Mother Goose 2019: Leg 3: Day 4: Big John Bay to Petersburg

Today’s route was supposed to take us through Rocky Pass to an anchorage called Red Bay.  After hearing reports that Rocky Pass had become much more socked in with kelp than it was a few years ago when we took the fleet through, Brodie and Jordan took the dinghy down to the narrowest section of the pass from Big John Bay to check it out. They came back with the report that we did not want to mess with the pass.  Rocky Pass is one of the most challenging areas to navigate in SE Alaska on a good day; and instead, it was windy, rainy, foggy and full of kelp.  We chose to cruise back into Frederick Sound and around to the eastern side of Kupreanof Island and the town of Petersburg.

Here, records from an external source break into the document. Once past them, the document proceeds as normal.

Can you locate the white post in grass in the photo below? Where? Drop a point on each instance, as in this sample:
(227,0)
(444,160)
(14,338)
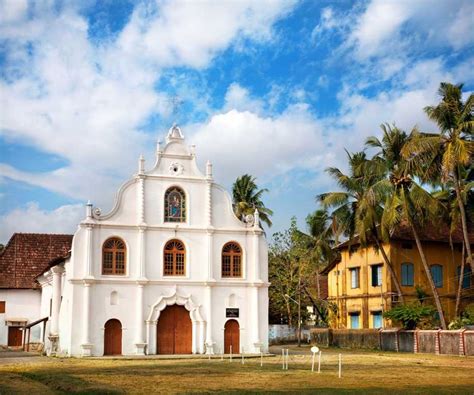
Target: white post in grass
(314,350)
(340,366)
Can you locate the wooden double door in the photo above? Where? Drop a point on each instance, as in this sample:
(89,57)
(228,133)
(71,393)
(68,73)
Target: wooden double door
(15,336)
(174,331)
(232,337)
(113,337)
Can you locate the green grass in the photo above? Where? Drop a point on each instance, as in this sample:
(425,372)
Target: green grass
(363,372)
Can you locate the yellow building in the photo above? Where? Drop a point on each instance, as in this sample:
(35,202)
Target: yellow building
(362,289)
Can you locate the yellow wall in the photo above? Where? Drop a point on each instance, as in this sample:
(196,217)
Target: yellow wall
(367,298)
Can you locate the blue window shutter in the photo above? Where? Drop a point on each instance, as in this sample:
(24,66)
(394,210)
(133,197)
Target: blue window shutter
(466,281)
(437,274)
(407,274)
(377,317)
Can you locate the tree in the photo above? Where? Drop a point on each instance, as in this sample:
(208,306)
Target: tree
(407,201)
(450,152)
(246,197)
(358,207)
(409,314)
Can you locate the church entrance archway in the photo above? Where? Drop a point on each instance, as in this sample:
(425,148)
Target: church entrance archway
(174,331)
(113,337)
(232,337)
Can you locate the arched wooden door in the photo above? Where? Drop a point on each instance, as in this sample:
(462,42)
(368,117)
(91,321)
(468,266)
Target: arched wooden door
(113,337)
(174,331)
(232,337)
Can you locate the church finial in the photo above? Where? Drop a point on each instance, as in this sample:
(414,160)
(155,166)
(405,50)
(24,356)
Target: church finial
(141,165)
(256,219)
(174,133)
(209,169)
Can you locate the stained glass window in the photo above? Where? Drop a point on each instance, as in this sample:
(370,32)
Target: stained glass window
(231,260)
(175,205)
(113,256)
(174,263)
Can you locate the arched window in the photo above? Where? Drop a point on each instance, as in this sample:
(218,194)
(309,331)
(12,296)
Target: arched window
(175,205)
(113,256)
(437,274)
(174,258)
(231,260)
(408,274)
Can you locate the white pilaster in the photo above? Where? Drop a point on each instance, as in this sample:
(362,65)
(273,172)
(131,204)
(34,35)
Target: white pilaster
(56,302)
(89,251)
(86,345)
(209,342)
(255,316)
(195,339)
(141,253)
(139,341)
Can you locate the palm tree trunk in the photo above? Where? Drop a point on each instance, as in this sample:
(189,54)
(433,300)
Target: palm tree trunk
(390,269)
(463,220)
(461,278)
(428,274)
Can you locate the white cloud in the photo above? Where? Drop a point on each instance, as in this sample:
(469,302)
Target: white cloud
(238,98)
(32,219)
(86,103)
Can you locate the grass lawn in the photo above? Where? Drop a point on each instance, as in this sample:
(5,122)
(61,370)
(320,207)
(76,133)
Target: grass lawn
(363,372)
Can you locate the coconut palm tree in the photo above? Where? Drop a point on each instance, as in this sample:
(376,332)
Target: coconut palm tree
(407,201)
(246,197)
(358,207)
(449,153)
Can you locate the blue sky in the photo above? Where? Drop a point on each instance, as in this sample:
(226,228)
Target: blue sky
(276,89)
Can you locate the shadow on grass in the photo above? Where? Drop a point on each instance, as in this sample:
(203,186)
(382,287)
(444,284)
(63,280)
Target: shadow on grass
(59,381)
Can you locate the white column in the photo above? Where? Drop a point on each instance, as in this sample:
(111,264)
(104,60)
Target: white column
(209,342)
(88,251)
(86,344)
(195,339)
(202,339)
(256,255)
(142,252)
(56,302)
(255,317)
(139,341)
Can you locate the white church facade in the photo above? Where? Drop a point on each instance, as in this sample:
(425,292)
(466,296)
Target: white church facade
(169,270)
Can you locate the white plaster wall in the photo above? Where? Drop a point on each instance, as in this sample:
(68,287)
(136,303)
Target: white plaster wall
(20,303)
(122,222)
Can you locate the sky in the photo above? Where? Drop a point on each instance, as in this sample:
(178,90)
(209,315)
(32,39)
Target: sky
(276,89)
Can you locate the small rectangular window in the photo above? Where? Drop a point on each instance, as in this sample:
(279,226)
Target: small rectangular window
(354,320)
(407,274)
(437,275)
(377,319)
(466,281)
(355,277)
(407,246)
(376,275)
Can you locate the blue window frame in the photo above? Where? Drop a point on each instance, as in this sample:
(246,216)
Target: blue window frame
(407,274)
(466,281)
(437,274)
(376,275)
(354,320)
(355,281)
(377,319)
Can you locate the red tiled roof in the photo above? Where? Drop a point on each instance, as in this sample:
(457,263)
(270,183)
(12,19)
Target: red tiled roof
(27,255)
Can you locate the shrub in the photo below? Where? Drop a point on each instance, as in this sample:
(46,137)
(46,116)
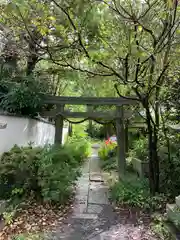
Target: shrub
(57,174)
(136,194)
(49,172)
(109,164)
(140,149)
(18,170)
(22,97)
(107,150)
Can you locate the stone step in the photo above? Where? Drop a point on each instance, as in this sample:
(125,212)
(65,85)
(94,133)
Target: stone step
(85,216)
(173,214)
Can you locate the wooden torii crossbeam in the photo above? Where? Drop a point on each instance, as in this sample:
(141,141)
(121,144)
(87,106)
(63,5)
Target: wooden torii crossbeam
(119,115)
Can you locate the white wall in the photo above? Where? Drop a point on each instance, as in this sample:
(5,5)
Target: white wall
(22,130)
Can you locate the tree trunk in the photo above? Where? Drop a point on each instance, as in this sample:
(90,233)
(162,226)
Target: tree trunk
(153,154)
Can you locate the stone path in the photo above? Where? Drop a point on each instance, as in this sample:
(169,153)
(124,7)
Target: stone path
(93,217)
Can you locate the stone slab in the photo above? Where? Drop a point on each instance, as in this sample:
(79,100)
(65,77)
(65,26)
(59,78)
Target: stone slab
(94,208)
(98,195)
(85,216)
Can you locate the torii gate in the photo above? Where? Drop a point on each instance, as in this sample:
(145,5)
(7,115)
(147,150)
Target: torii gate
(59,113)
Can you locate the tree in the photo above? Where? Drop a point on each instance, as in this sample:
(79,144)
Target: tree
(128,42)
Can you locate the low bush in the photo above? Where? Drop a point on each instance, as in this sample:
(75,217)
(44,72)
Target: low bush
(109,164)
(140,149)
(48,173)
(18,171)
(107,150)
(136,194)
(57,172)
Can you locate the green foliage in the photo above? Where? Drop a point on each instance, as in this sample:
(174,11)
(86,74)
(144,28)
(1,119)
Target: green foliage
(170,167)
(18,171)
(106,149)
(140,149)
(160,228)
(57,173)
(48,173)
(97,131)
(109,164)
(136,194)
(21,96)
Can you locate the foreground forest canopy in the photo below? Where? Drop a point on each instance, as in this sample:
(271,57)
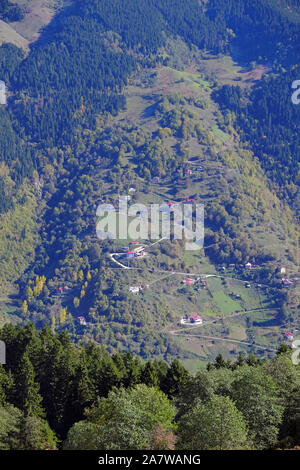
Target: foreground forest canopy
(68,143)
(54,394)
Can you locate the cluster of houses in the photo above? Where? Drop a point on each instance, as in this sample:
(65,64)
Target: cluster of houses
(82,321)
(191,282)
(193,319)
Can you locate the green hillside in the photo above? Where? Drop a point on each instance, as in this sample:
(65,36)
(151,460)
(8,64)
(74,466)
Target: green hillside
(112,94)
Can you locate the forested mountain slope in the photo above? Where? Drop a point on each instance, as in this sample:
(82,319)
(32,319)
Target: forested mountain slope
(115,93)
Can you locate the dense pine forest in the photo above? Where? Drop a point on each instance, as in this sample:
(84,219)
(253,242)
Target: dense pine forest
(54,394)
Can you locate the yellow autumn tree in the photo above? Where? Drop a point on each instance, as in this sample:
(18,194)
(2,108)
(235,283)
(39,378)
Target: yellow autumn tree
(25,307)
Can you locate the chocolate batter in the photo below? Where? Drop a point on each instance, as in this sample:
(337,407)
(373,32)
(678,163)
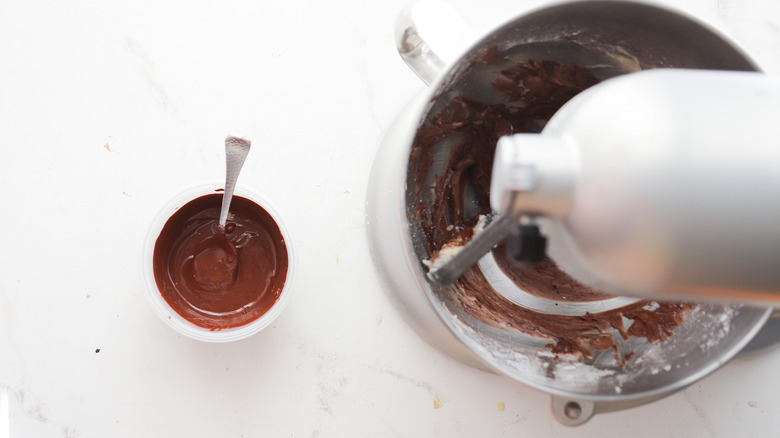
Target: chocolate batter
(215,279)
(453,156)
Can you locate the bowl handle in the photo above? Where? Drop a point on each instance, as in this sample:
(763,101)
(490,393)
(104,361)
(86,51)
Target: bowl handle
(429,34)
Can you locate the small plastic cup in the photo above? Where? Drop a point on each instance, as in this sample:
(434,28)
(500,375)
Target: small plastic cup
(167,313)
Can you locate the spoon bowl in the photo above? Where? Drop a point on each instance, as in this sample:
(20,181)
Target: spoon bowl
(216,258)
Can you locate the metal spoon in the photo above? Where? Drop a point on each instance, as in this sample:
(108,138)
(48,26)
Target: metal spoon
(216,257)
(236,150)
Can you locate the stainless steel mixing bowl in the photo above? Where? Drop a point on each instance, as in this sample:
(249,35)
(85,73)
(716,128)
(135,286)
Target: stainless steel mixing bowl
(609,38)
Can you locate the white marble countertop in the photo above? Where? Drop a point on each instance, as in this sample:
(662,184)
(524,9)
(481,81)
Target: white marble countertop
(109,108)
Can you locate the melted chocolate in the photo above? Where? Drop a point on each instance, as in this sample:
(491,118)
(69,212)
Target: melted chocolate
(201,277)
(447,206)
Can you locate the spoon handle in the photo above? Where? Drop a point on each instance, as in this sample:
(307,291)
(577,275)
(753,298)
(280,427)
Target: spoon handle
(236,150)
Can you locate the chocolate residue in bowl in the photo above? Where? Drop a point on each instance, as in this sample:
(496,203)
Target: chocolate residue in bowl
(452,158)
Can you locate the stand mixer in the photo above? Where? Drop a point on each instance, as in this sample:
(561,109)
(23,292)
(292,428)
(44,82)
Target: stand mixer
(663,184)
(616,192)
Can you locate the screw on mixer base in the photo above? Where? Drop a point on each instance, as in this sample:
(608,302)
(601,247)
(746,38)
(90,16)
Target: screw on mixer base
(572,412)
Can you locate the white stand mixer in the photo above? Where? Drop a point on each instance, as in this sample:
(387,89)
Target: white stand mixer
(662,183)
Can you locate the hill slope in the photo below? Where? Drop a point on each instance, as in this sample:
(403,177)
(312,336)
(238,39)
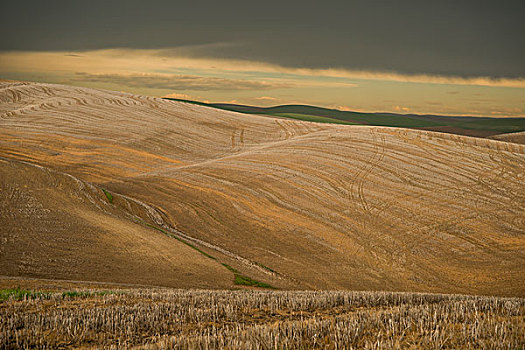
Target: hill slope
(291,203)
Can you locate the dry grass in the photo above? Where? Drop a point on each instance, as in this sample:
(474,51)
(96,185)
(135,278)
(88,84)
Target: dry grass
(158,319)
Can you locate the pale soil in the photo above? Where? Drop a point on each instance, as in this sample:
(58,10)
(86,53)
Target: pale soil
(324,206)
(516,137)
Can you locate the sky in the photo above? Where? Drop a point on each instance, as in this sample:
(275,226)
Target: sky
(440,57)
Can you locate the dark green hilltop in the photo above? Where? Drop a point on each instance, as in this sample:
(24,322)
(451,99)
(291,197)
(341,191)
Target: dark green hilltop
(462,125)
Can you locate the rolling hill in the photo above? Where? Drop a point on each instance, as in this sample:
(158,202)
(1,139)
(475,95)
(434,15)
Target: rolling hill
(99,185)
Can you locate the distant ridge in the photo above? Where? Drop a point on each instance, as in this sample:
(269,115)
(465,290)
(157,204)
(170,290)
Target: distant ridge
(461,125)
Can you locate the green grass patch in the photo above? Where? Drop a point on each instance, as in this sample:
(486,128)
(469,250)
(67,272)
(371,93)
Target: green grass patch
(109,196)
(242,280)
(313,118)
(247,281)
(239,279)
(21,294)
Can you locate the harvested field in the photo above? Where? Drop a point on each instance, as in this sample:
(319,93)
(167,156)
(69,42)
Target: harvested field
(181,319)
(293,204)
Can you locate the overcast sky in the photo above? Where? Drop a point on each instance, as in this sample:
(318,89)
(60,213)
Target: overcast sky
(444,39)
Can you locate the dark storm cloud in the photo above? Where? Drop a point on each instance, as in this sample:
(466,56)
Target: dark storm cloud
(459,38)
(176,82)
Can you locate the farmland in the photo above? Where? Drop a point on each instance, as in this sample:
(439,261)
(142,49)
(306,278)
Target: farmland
(135,221)
(160,318)
(470,126)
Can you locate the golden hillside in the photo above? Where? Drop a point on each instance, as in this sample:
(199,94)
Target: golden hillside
(294,204)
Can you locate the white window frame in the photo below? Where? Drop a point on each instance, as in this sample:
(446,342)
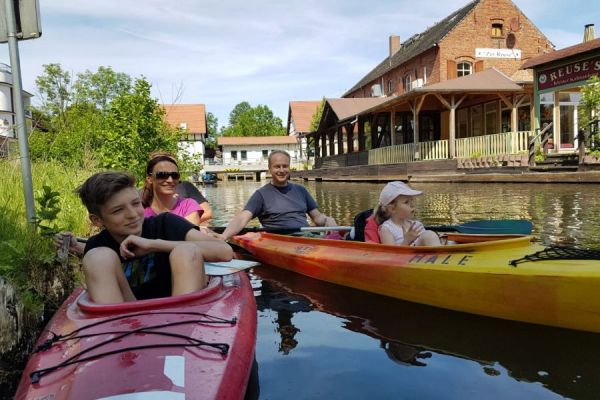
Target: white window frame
(407,83)
(461,70)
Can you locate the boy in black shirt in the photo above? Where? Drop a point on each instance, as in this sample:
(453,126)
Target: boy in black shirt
(136,258)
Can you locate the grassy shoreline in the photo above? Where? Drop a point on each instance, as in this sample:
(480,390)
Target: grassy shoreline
(27,259)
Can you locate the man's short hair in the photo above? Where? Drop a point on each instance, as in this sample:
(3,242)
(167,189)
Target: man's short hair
(285,153)
(100,187)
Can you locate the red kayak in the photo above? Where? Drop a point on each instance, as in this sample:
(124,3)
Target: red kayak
(196,346)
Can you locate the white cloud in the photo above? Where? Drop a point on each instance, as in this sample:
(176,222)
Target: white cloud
(264,51)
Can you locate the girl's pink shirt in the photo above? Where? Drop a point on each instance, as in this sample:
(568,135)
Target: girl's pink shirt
(183,208)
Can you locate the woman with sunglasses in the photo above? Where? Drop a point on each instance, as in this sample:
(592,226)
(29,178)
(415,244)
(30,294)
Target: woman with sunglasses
(160,191)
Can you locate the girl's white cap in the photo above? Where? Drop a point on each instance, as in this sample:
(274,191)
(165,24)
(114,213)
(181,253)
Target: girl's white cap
(395,189)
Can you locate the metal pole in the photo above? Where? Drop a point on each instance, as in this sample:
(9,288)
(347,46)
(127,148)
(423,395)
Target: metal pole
(21,128)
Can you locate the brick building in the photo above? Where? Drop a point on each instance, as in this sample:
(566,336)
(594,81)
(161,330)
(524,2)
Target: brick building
(191,120)
(453,91)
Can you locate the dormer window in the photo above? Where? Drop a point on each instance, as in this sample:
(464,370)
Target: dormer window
(464,68)
(497,29)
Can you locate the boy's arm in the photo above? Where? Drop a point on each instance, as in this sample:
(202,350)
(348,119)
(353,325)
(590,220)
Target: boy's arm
(212,249)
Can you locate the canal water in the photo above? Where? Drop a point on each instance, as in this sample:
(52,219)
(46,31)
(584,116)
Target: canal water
(321,341)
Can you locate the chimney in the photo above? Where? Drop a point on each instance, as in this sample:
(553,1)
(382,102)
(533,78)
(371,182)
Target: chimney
(394,44)
(589,33)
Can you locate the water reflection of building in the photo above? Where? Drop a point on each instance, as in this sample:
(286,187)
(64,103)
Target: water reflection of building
(8,134)
(285,305)
(561,360)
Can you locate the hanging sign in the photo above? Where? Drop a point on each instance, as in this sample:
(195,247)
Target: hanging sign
(574,72)
(498,53)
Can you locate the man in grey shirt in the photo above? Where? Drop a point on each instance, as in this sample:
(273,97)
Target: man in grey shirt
(279,204)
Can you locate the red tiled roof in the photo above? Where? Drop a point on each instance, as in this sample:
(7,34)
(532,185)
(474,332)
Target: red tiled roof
(193,115)
(301,113)
(349,107)
(250,140)
(490,80)
(562,53)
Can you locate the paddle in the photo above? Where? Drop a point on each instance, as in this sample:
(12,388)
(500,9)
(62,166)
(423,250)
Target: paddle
(228,267)
(221,229)
(491,226)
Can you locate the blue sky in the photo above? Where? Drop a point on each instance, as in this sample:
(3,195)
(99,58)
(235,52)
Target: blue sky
(262,51)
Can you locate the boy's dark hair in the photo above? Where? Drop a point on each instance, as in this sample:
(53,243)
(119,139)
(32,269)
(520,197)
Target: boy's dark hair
(100,187)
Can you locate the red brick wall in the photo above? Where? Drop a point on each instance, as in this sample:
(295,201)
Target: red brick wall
(460,44)
(475,32)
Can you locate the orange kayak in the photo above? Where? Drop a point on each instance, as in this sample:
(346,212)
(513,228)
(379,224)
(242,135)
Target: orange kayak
(475,275)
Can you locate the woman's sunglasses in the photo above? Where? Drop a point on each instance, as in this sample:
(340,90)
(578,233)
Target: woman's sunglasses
(166,174)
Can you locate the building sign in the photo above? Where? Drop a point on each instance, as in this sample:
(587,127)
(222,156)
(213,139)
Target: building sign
(498,53)
(572,73)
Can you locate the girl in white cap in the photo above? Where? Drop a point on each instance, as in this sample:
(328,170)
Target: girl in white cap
(393,214)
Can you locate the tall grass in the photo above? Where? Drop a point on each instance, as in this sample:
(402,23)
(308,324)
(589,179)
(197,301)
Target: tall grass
(27,259)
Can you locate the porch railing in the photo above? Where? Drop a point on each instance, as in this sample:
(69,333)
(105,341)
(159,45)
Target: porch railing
(409,152)
(491,145)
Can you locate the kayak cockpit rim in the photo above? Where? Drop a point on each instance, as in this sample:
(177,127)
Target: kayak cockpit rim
(87,305)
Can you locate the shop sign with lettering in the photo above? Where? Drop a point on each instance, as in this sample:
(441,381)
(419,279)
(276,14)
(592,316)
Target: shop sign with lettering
(498,53)
(578,71)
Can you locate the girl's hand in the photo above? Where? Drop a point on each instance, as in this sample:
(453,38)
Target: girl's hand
(412,233)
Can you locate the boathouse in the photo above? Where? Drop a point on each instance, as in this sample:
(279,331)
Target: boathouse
(558,77)
(8,135)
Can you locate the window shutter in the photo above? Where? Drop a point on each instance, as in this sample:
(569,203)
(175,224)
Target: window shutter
(451,69)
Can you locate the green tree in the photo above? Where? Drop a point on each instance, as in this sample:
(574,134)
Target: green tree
(212,130)
(135,127)
(100,87)
(238,110)
(257,121)
(316,118)
(589,111)
(54,87)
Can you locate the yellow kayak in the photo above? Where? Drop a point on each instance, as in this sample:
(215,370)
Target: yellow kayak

We left early at a negative two tide which revealed the reefs and rocks that had been hidden by the high tide.  The nearly full moon is responsible for these extreme tides that we’ve been seeing.  Harbor seals nursed their pups on the rocks, sea otters floated on their backs in the kelp, and Bald eagles flew overhead.

As we cruised, we passed multiple groups of humpback whales feeding along the shoreline.  Frederick Sound is home to the Five Fingers Lighthouse which has been turned into a humpback whale research station.  There, scientists study whale vocalizations and behaviors.  The area is one of the places that humpback whales are often seen cooperatively feeding using learned techniques like bubble net feeding.

As we cruised down the sound the clouds lifted and we were able to see the coastal mountains on the mainland side still covered in snow.  We could even see a few alpine glaciers among the peaks.  Even from this distance we could see the deep fissures and crevasses running through the ice as well as the deep blue of the densely packed ice crystals.

In Petersburg, our crews enjoyed walking around town, window shopping and picking up forgotten items at the grocery store.  Petersburg is a small cannery town with Norwegian heritage.  The town came about because of it’s proximity to the Le Conte Glacier and the ease of which they could get ice to pack the fish.